Undoubtedly this is true for the majority of thrifts. But a few voices have been heard to say if thrifts can't be saved for housing, then they should be saved without housing. If the government will no longer favor housing by offering thrifts "protection" in the form of an interest rate differential, why should they continue to subject themselves to the boom and bust cycles that typify housing? Shouldn't the burden be shared by various segments of the financial community? In effect this is already happening in the market with companies like Merrill Lynch and pension funds becoming more and more involved with residential real estate.

"The housing industry should not be captive to the wellbeing of the thrift industry or vice versa," said Klaman. "I don't know who is going to be the supplier of funds for housing," said William Popejoy, president of Financial Federation, Inc. of Los Angeles, a holding company for 11 S&Ls. "By default, it will be left to the federal government, which can't even run the Post Office.
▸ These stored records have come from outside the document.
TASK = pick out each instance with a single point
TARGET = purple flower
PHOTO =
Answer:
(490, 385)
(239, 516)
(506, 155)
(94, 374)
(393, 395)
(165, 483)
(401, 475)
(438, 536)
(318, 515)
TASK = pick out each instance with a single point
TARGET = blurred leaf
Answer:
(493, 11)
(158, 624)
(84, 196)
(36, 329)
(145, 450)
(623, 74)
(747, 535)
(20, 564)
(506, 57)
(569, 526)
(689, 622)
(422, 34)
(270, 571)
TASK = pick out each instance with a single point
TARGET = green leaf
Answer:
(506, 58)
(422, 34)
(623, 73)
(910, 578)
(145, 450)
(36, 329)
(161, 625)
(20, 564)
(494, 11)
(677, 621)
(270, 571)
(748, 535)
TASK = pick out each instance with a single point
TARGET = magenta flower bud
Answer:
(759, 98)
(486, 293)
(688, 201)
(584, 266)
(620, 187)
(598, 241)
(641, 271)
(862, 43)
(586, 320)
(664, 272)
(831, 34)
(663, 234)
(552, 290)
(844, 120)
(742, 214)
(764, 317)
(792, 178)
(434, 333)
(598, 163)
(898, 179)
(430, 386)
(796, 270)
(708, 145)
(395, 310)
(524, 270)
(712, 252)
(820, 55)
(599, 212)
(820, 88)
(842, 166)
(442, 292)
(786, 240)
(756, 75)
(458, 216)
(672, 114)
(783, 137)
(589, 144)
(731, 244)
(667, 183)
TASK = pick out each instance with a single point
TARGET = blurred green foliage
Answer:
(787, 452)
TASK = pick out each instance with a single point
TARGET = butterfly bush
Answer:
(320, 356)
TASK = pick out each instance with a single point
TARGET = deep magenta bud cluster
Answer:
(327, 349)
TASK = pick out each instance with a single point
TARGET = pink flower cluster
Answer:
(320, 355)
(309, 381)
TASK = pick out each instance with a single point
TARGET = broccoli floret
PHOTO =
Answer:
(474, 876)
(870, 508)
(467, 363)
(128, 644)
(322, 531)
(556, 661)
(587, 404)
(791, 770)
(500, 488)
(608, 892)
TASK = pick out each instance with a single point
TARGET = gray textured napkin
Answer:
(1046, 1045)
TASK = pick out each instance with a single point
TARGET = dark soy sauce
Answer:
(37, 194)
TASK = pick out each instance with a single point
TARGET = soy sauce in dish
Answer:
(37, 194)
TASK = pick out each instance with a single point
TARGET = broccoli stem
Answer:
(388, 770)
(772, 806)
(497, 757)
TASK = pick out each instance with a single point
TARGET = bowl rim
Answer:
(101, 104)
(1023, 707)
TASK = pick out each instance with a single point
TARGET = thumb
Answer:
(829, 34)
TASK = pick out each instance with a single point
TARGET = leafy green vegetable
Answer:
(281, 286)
Why should (a stock S&L) make a home loan to help the community when you could make a loan to a large corporation that has a better return and no market risk of rate change? Some stockholders will buy that argument, but most S&L executives espousing that philsophy will be unemployed.''

He believes what is needed is not an incentive for thrifts, but an incentive for housing that would be provided to all financial institutions in order to assure a continued flow of funds to housing. The administration, which feels that housing in the past decade has consumed more than its share of the economy, is unlikely to agree. While it supports the restructuring bill now in Congress, it is also counting on declining interest rates to mitigate the situation.

Given the dissension within the thrift industry, with its competitors and regulators, the likelihood of passage of meaningful legislation is doubtful, at least in the near future. Even if the crisis does abate with declining interest rates, it is already too late for some thrifts. Yet, for the survivors, new powers will mean a new beginning.